7/10
Non-stop action on a dusty Korean hill.
16 June 2007
Warning: Spoilers
This, despite its weaknesses, is quite a good movie. There is little sentimentality and no romance. It's all dust and death on both sides, the dwindling American force commanded by Gregory Peck and the Communist Chinese enemy.

It's based on S. L. A. Marshall's book of the same name, which focused, as does the film, on small-scale operations while not ignoring the larger picture. The larger picture is roughly this. Pork Chop Hill is a salient in the dividing line between two opposing armies and the cease fire is about to be signed at Panmunjom. In itself it is of no military importance, and all logic -- not just military reasoning but common sense -- dictates that the cease-fire line be straightened out and the hill ignored. Instead, both sides pour troops onto this insignificant little mountain, denuded of vegetation by long bombardment, a heap of rocky rubble laced with trenches.

It's sometimes said that Gregory Peck is a wooden actor and I guess I'd agree he's nobody's idea of Cary Grant when it comes to light comedy. His specialty lay in radiating an understated sincerity and leadership quality. He never pulled it off in a mechanical way either. There were always at least a few lines in which we recognized the human being behind the mask, and that's the case here. When he's handed an order that means he must send back his recently arrived, desperately needed reinforcements, he pauses and says quietly, "Well, they can't mean this," and we believe that he believes that they can't mean this. The rest of the cast has many familiar faces and none of them let the film down.
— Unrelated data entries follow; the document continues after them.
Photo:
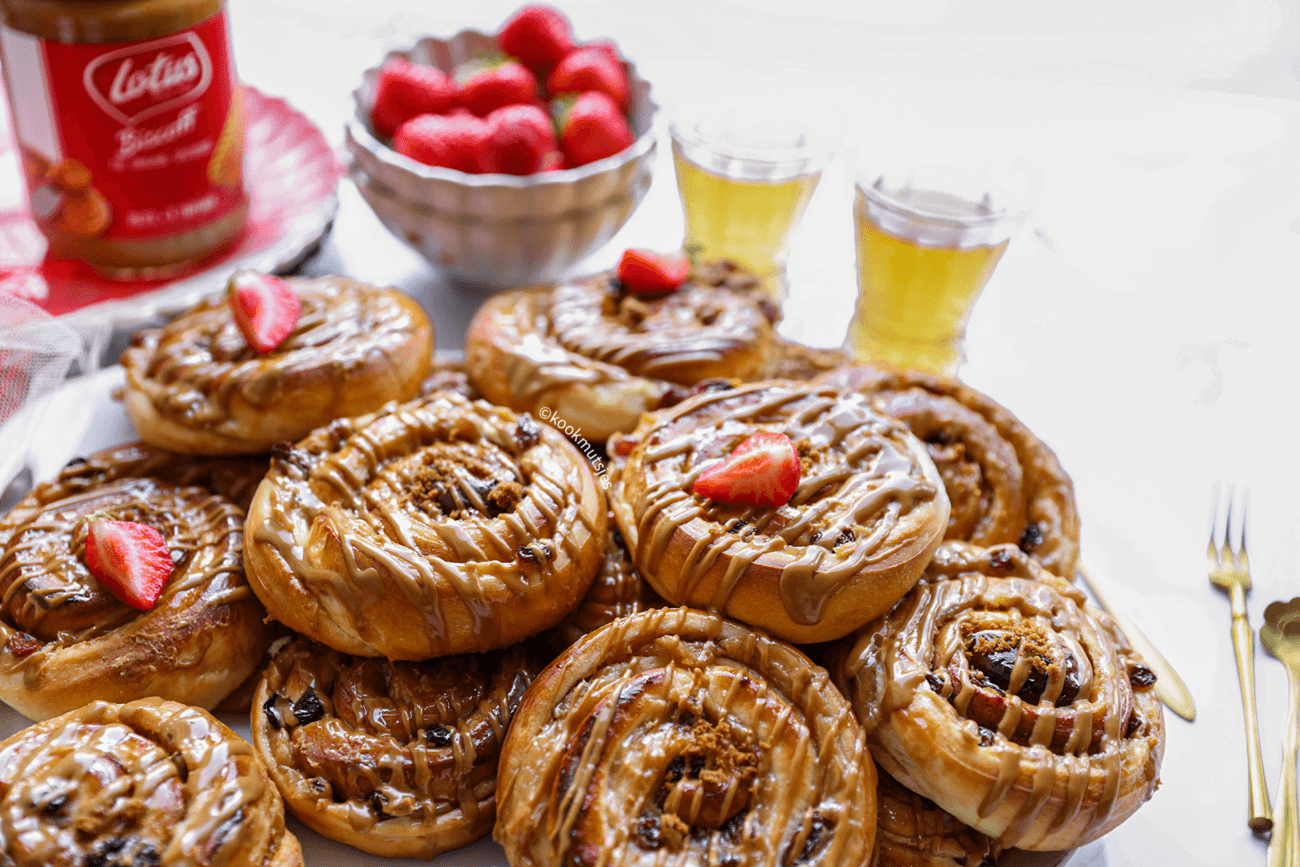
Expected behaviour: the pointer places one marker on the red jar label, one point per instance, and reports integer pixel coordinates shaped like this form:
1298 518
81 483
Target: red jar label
129 139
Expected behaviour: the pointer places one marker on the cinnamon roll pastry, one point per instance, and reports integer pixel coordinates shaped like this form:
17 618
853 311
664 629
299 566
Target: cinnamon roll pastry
1004 482
1008 702
618 590
65 640
869 510
432 528
196 386
598 356
393 758
146 783
911 831
676 737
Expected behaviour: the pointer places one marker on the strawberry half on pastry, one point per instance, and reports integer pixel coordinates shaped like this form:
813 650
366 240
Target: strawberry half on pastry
762 471
265 308
130 560
645 272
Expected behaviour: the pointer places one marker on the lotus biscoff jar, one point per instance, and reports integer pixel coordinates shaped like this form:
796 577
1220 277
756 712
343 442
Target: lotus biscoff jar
130 125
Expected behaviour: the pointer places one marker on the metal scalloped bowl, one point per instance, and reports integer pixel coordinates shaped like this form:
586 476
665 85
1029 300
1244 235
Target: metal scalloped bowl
497 229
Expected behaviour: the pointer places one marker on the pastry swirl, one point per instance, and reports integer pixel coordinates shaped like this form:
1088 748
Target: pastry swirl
196 386
146 783
869 511
911 831
598 356
1005 485
432 528
65 640
1008 702
395 759
675 736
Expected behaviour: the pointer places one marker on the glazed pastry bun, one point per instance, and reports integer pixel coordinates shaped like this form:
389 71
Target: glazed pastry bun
195 385
66 640
676 737
397 759
432 528
597 355
1005 485
869 510
1006 701
147 783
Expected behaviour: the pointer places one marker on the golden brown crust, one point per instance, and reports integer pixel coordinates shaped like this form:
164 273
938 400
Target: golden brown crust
911 831
397 759
1004 482
597 356
183 789
854 537
196 386
675 736
432 528
1009 703
64 640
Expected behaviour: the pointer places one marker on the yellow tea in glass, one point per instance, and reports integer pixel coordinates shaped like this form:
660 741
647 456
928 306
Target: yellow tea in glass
924 254
745 174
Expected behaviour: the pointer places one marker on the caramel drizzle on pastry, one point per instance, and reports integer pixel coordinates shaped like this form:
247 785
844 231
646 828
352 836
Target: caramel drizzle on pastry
147 783
593 333
675 737
371 741
1027 672
193 365
843 514
345 482
47 592
1005 485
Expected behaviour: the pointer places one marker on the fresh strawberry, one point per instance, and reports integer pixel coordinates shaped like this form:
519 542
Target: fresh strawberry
406 90
519 138
592 128
130 560
589 69
648 272
763 471
450 141
537 35
482 87
553 161
607 47
265 308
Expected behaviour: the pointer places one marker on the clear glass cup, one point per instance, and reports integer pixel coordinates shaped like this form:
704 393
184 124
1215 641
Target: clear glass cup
745 173
927 241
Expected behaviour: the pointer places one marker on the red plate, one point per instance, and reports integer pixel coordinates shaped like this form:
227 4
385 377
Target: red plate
291 173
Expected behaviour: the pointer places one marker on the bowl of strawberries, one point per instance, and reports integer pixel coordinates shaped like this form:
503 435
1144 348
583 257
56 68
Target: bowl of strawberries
503 159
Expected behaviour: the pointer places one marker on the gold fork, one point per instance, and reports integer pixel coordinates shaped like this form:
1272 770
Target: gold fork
1230 571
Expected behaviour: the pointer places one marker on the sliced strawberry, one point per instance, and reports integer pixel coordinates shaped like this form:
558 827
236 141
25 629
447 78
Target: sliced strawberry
130 560
265 308
407 90
482 86
645 272
589 69
537 35
519 138
592 126
763 471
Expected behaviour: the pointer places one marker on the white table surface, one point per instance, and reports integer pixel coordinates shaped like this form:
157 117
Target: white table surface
1143 326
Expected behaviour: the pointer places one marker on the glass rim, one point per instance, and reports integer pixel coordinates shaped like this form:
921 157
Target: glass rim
684 131
1006 211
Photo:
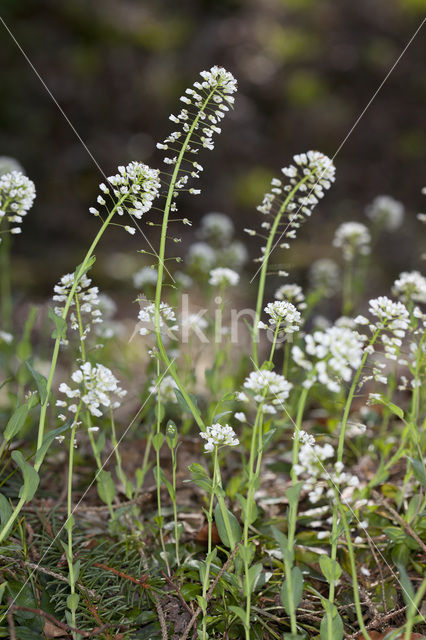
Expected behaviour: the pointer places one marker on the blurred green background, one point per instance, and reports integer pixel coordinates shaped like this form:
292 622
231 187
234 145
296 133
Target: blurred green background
306 70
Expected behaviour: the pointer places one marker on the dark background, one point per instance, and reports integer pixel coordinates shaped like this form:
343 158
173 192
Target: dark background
306 70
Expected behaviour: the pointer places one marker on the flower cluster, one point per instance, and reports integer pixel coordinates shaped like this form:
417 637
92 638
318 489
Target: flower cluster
353 238
292 293
390 327
410 287
386 212
165 389
219 436
133 189
17 193
319 475
324 276
268 388
167 317
304 185
284 317
217 87
145 276
85 301
201 257
330 356
310 175
96 388
216 228
223 277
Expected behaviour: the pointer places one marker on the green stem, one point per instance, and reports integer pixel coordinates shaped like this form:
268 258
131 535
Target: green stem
353 571
293 506
264 267
6 296
158 477
81 270
174 463
161 256
70 555
347 303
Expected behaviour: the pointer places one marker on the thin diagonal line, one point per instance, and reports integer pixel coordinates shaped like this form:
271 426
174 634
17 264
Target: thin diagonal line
345 139
96 163
336 488
157 386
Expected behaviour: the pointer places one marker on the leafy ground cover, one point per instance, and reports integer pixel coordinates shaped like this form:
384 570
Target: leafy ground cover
209 469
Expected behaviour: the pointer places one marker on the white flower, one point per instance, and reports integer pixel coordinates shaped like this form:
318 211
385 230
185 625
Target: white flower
308 178
324 275
17 193
217 228
201 257
145 276
392 316
292 293
135 186
8 164
219 436
164 389
6 337
353 238
205 104
235 255
330 356
386 212
283 316
410 286
267 387
221 276
97 388
87 298
167 319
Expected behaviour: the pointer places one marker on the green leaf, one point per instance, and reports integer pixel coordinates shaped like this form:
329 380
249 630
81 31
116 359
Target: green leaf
253 575
330 569
60 325
419 471
106 486
293 493
5 509
72 601
336 627
291 597
407 588
390 405
47 441
16 422
182 402
225 520
30 475
171 435
239 612
40 381
158 441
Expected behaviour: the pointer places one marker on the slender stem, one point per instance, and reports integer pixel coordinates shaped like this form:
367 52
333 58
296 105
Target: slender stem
347 303
340 448
158 477
174 464
71 294
354 576
6 296
293 506
70 555
264 268
206 580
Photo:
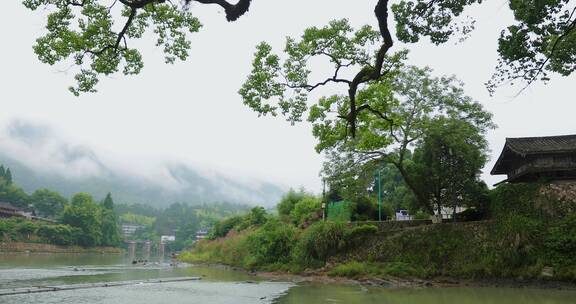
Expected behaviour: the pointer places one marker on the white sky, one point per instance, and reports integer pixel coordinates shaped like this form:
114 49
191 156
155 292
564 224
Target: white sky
191 111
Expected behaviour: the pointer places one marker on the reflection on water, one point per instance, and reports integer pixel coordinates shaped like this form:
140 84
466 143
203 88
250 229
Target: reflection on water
220 285
315 293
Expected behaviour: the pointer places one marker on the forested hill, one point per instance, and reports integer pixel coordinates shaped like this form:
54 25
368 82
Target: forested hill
192 186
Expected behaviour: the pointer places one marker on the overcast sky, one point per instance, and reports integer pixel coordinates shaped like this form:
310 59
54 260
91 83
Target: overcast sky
191 112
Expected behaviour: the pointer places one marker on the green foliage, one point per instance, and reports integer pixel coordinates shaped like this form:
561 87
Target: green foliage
288 202
447 163
560 242
320 241
275 87
540 40
222 228
59 234
272 243
48 203
131 218
10 192
352 270
84 214
339 211
306 210
108 202
518 199
84 33
413 103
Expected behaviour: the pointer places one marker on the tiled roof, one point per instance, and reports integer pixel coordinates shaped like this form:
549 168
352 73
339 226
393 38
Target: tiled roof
534 145
4 205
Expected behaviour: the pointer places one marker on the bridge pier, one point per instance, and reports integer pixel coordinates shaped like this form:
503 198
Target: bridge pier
146 250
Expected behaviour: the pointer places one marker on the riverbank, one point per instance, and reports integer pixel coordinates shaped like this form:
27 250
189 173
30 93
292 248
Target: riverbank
20 247
323 277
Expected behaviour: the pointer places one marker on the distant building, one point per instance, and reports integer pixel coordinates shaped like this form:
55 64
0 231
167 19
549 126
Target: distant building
130 229
201 234
167 238
7 211
403 215
531 159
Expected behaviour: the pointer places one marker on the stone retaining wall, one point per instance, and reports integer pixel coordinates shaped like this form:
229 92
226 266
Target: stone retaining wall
393 225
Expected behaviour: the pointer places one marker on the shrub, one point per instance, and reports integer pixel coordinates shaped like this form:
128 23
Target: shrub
351 270
305 210
319 242
272 243
222 228
560 242
402 270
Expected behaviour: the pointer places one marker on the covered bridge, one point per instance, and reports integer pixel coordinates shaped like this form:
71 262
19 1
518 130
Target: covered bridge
529 159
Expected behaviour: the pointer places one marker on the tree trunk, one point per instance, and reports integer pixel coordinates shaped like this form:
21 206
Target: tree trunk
422 201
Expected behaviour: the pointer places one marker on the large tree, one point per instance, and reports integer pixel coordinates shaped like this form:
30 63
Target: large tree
403 107
97 35
84 33
85 214
48 203
447 163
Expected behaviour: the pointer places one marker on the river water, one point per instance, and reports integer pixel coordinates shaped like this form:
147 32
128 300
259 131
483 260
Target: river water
220 286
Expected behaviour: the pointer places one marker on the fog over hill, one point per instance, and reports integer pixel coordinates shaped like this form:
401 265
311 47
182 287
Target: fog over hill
40 158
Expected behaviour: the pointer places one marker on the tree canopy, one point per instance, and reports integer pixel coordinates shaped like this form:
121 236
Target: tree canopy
98 39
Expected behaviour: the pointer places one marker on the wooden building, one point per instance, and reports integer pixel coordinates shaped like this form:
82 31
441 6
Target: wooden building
7 211
531 159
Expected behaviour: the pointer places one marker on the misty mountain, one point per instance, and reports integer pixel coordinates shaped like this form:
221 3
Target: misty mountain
39 159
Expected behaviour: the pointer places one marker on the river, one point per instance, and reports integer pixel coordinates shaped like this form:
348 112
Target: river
219 286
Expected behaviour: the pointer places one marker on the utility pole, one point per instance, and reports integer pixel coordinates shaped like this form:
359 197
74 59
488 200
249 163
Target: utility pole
379 196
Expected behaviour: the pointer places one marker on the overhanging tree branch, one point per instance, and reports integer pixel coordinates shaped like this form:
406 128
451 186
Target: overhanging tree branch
233 11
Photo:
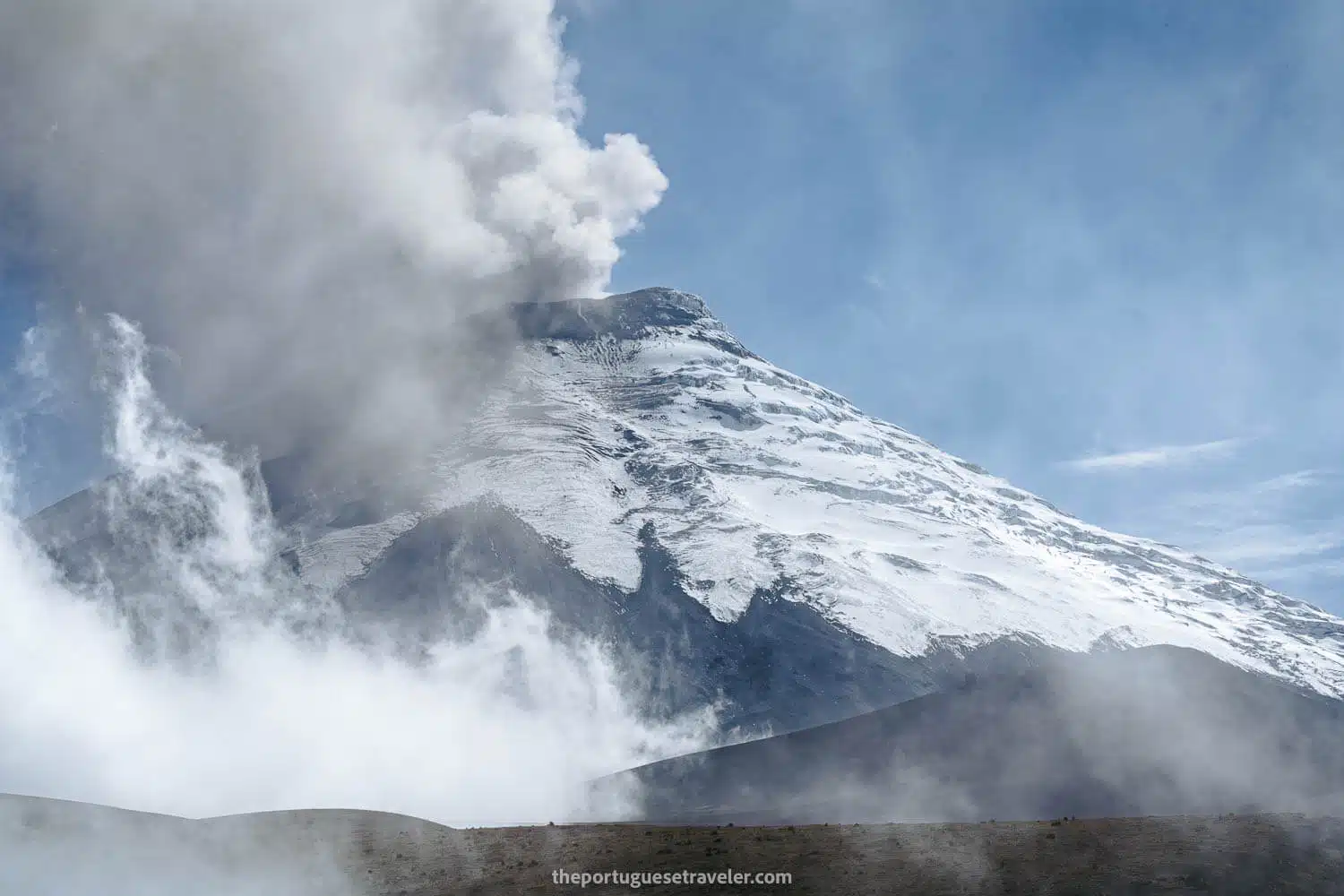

One scene is perhaps the best that Harry Guardino has left on celluloid. The very air of the movie seems filled with fear, sweat, and dust.

But then there are the weaknesses. Marshall's book was unforgiving. When the higher echelons screwed up, Marshall noted it just as matter-of-factly as he noted the number of rounds expended by a given platoon during a given incident. In this film, somebody makes a mistake and turns on the searchlights at the wrong time. It's quickly corrected and the miscreants later explain that they mixed up Peck's unit with another -- and they apologize! And that's about it as far as errors on our side go. The later contretemps that deprive Peck of reinforcements and supplies are due to an unavoidable failure in communication, so it's nobody's fault.

Then there's the "Here comes the cavalry!" ending, which didn't happen, according to Marshall's book, if I remember it correctly. And sometimes the script spells things out in an unnecessary way. Guardino's friend is killed and Peck has to drag him away from the body, while he screams, "He was my BUDDY." Well -- we know that. It's already been demonstrated. So to whom is that line addressed? Audience members who don't know that stress generates fierce friendships?

And there's a final, even more unsettling failure to stand back from events and view them objectively, an unwillingness or inability to step outside the box. We see the Peace Talks taking place. The representative for our side explains to the Chinese, "According to the truce, Pork Chop Hill is right in the middle of the truce zone. You know it has no value so why don't you withdraw your men?" (The Chinese negotiator turns down his ear plug.) The Allied negotiators step outside and mutter angrily that the Chinese just don't want to lose the hill for symbolic reasons.

Well, what kind of cockeyed moral calculus is this? Isn't OUR side equally willing to sacrifice lives for the symbolic value of the hill? If the reasoning of the Chinese is wrong, isn't our reasoning, which is precisely the same, equally wrong? Soccer riots are better justified.

Enough preaching. This is one tough film. Despite the injections from Hollywood of the 1950s, we get a convincing picture of what combat is like. Death comes almost at random, and it's not always pretty. Bodies don't always have neat bullet holes through the shoulder. Sometimes they're visibly mangled, although the visuals aren't in any way offensive. And Peck does a superb job. So this is well worth seeing.